Fresh Strawberry Pie

Tuesday, May 30, 2017


Fresh Strawberry Pie 


As a child, I picked endless boxes of strawberries in our large garden on the farm. The strawberry patch had its own spot with rows and rows of green plants my father carefully mulched with straw each spring and fall. How exciting it was to see the first flowers appear on the plants each spring, because that meant soon the juicy berries would be appearing!  The excitement lasted right through the first day of berry season. Then my back started aching from bending over to search for the berries as I plopped handfuls into my small box, then dumped them into a larger box at the end of the row.


By the time I had picked berries for a week, I was done.  I mean, the berry picking had to go on, but I'm sorry to say there was quite a bit of complaining in the middle of it.  We started early in the morning to beat the heat, while the plants were still heavy with dew. Soon the skirt of my dress would be soaked as I scooted along the rows, picking those juicy red berries which I would be so thankful for later on in the winter, but which now seemed to stretch into an endless chain of monotony.

These days I gather my berries from the country market close to our house. I'm grateful for the hands who get up early in the morning to pick these beautiful gems, because I know the work that goes into each box.

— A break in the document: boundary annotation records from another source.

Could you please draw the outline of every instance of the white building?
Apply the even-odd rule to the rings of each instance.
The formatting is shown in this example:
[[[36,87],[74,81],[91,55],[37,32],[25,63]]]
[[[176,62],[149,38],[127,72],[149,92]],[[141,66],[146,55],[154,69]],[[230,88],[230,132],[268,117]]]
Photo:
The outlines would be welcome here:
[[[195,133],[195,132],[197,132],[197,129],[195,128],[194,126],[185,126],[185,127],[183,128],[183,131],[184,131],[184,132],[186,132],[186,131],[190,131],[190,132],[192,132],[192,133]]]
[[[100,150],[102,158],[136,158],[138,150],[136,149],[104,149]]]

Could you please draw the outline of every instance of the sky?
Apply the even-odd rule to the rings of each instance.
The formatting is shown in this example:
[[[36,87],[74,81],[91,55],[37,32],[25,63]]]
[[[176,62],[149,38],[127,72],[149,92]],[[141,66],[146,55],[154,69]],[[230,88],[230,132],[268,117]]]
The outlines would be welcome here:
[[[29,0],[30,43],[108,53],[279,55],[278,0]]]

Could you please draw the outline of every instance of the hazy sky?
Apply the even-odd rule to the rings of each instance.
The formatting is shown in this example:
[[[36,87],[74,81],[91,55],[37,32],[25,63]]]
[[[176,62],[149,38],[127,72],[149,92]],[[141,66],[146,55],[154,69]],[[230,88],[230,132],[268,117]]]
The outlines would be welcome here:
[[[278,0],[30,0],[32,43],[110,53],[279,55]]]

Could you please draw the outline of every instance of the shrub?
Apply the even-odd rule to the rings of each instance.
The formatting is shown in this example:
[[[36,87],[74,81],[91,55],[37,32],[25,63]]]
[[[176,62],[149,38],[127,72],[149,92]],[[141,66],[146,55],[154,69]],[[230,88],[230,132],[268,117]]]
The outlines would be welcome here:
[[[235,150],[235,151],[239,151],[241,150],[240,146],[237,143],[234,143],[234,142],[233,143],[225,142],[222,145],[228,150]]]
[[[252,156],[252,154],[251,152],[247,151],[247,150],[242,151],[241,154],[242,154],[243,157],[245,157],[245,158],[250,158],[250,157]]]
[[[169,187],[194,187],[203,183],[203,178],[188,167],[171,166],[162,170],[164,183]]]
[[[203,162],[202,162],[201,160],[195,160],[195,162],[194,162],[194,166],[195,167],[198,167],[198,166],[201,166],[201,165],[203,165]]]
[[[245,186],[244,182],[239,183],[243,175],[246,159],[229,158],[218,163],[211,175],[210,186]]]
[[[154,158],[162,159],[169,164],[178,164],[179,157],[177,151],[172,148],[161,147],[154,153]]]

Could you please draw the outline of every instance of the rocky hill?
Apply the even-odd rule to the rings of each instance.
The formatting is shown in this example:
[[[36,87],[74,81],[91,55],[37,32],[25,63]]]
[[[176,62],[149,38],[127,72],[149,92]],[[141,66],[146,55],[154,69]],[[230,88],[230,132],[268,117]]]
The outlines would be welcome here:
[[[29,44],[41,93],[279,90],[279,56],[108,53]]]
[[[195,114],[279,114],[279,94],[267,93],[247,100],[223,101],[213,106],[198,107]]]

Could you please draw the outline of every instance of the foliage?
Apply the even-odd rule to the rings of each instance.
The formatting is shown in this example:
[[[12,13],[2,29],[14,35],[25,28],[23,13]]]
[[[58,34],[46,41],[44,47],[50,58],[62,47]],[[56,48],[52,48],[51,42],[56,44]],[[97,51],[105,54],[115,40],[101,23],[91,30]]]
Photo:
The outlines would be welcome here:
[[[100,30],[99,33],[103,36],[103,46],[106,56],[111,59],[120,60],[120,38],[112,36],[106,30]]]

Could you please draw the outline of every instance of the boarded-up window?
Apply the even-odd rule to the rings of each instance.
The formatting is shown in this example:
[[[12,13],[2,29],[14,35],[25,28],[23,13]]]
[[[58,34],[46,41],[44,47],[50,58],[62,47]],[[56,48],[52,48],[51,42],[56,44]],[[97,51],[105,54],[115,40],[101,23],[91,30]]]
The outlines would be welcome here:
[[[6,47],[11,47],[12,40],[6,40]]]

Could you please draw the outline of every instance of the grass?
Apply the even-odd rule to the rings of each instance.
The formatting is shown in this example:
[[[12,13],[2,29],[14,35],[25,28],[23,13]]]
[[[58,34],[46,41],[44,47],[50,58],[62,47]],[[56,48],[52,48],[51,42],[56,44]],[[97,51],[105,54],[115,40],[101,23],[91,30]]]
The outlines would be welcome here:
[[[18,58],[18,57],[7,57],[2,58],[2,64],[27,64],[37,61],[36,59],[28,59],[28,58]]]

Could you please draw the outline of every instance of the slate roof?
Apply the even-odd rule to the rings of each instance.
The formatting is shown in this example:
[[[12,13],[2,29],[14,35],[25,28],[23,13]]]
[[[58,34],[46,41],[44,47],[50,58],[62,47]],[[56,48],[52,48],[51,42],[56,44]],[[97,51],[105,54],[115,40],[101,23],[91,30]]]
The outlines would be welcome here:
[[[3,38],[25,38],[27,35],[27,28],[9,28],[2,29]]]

Here's the recipe for a fabulous strawberry pie that will be sure to please the guests at your table.


Fresh Strawberry Pie

Recipe by Epicurious

Ingredients

1 9-inch pie crust ( recipe here or you can make a cookie crust, recipe below)
2 pounds fresh strawberries, hulled
¾ cup white sugar
1/3 cup fresh lemon juice
1 envelope unflavored gelatin
Whipped Cream, for garnish

Process:

Select 20 large strawberries similar in size and set aside. Dice remaining berries and toss with sugar and lemon juice. Let stand, stirring occasionally, 30 minutes. Drain berries in a sieve set into a large glass measuring cup. Add enough water to measure 2 cups. Transfer liquid to a medium saucepan and reserve berries.

Sprinkle gelatin over strawberry liquid and let soften 1 minute. Bring to a bare simmer, stirring until gelatin has dissolved. Add diced berries, then transfer to a metal bowl set into an ice bath and stir frequently until mixture begins to mound, 30 minutes or so.

Spoon ½ of filling into pie crust and arrange reserved whole berries, stem ends down, on filling. Spoon remaining filling over and between berries. Chill pie until filling is set, at least 4 hours.

Cookie Crust

1 5-ounce package shortbread cookies
2 tablespoons white sugar
2 tablespoons cold, unsalted butter, cut into pieces

Preheat oven to 350 degrees F. with rack in middle. Pulse cookies in a food processor to fine crumbs, then pulse in sugar and butter until combined. Press crumb mixture evenly onto bottom and up side of a 9-inch pie plate. Bake until golden, about 15 minutes. Transfer to a rack to cool.

Cook’s notes: 

Pie crust can be made 2 days ahead and kept covered at room temperature.
Filled pie can be chilled, loosely covered, up to 1 day.


Naomi’s note:  It took my filling longer to set up in the ice water bath – about 30 – 45 minutes. But it turned out beautifully.